Legal News
U.S. Court Upholds Denial of “Humane Slaughter” Coverage to Birds
In light of investigations documenting extreme cruelty to birds in slaughter plants in Arkansas, West Virginia, and Maryland, the Humane Society of the United States and California-based East Bay Animal Advocates sued the U.S. Department of Agriculture on November 21, 2005, challenging the exclusion of poultry from the Humane Methods of Slaughter Act, and seeking to ensure that the birds are unconscious before being slaughtered. The lawsuit stated that poultry plants hang live birds injuriously in metal shackles, and subject them to paralyzing electric shocks, before cutting their necks and dumping them into tanks of scalding, feces-contaminated water while they are still alive.
However, U.S. District Court judge Marilyn Hall Patel dismissed the lawsuit in March, 2008, stating that in her opinion Congress “intended to exclude poultry from the definition of livestock when it enacted H.R. 8308,” the bill that became the Humane Methods of Slaughter Act in 1958.
In the mid-1990s, United Poultry Concerns led the campaign on behalf of legislation that would have extended federal “humane slaughter” coverage to poultry, who represent the majority of all animals slaughtered in USDA-inspected facilities – 9 billion of the 10 billion animals now being slaughtered each year, with millions more birds unaccounted for – only to meet with the same blunt object of defeat.
California Ballot Initiative Could Ban Battery Cages for Laying Hens
To put a measure on the November, 2008 California ballot that would ban barren battery cages for laying hens in the state, 433,971 valid signatures had to be gathered by the end of February. This goal appears to have been reached. Close to 90 percent of the 19 million hens used for egg production in California are stuffed in little wire cages stacked in long rows in dirty, windowless sheds, the size of football fields.
Absurdly, egg industry spokeswoman Joy Mench, director of the University of California’s Center for Animal Welfare, says an advantage of the caged environment is its cleanliness! Forget the cobwebs, floating debris and droning machinery, droppings plopped on hens’ backs from the cages above, encrusting the wires and accumulated in mountains beneath the cages. Forget the rodent droppings in the hens’ food, the excretory ammonia fumes burning into their eyes and lungs. Forget the cellulitis, respiratory infections and other diseases spawned in the presence of filth. Forget the corpses the hens use as footstools to relieve their feet from the chronic pain of wire floors.
Battery cages are hell on earth, but let no one be misled to think that the “cage-free” environment is humane. “Cage-free” hens are deprived of the outdoors.
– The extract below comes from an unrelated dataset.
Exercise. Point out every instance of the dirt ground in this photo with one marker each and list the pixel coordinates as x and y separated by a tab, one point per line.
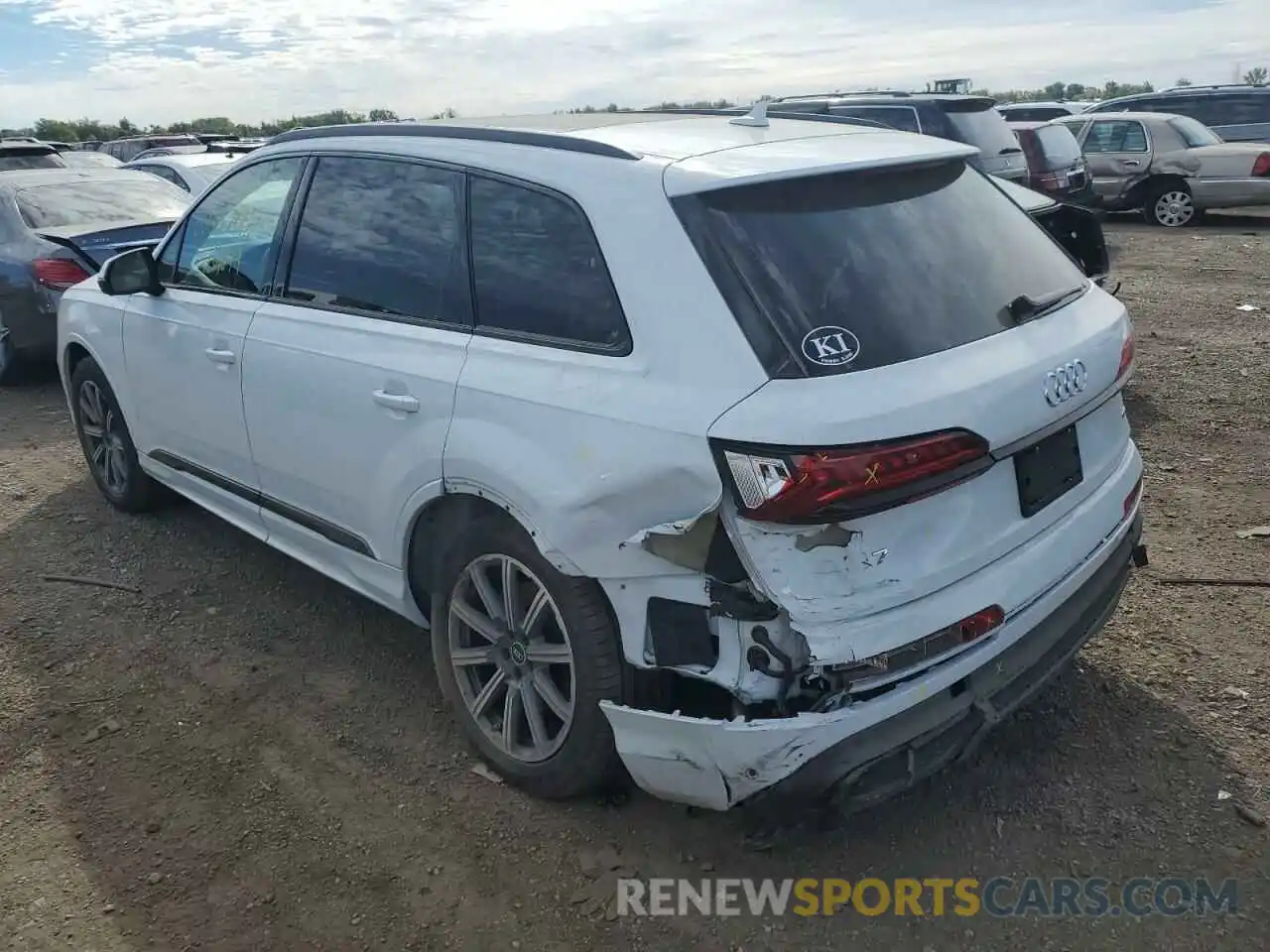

They typically live in darkened, crowded, ammonia-filled buildings, with nothing to do but lay their eggs and eat mash, until the survivors are dragged off to slaughter (or a live poultry market or a landfill) the same as their battery-caged sisters, of whom more than 5 billion are confined in cages around the world each year.
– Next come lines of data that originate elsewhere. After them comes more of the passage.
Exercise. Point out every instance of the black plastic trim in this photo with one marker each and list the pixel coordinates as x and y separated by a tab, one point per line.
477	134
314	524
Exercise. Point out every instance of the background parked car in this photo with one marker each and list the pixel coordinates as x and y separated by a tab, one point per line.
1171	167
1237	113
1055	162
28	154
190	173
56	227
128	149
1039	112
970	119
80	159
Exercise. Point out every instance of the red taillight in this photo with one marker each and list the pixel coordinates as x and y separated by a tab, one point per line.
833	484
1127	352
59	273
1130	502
“Cage-free” hens are almost always debeaked. Why? Because bored chickens, deprived of outlets suited to their energies and interests, can be driven to peck at one another and, sadly, the “cage-free” environment is but a notch or two above the totally impoverished environment of the battery cage. As a result, some “cage-free” proponents are advocating beak trimming as an acceptable deterrent to beak-related injuries in the “cage-free” systems. Virtually all hens in all egg-production systems are debeaked at the hatchery – a brutal, painful surgery that “will always cause a deprivation of sensory input in the beak, an important source of information in birds” (Glatz, Beak Trimming, 2005, p. 77).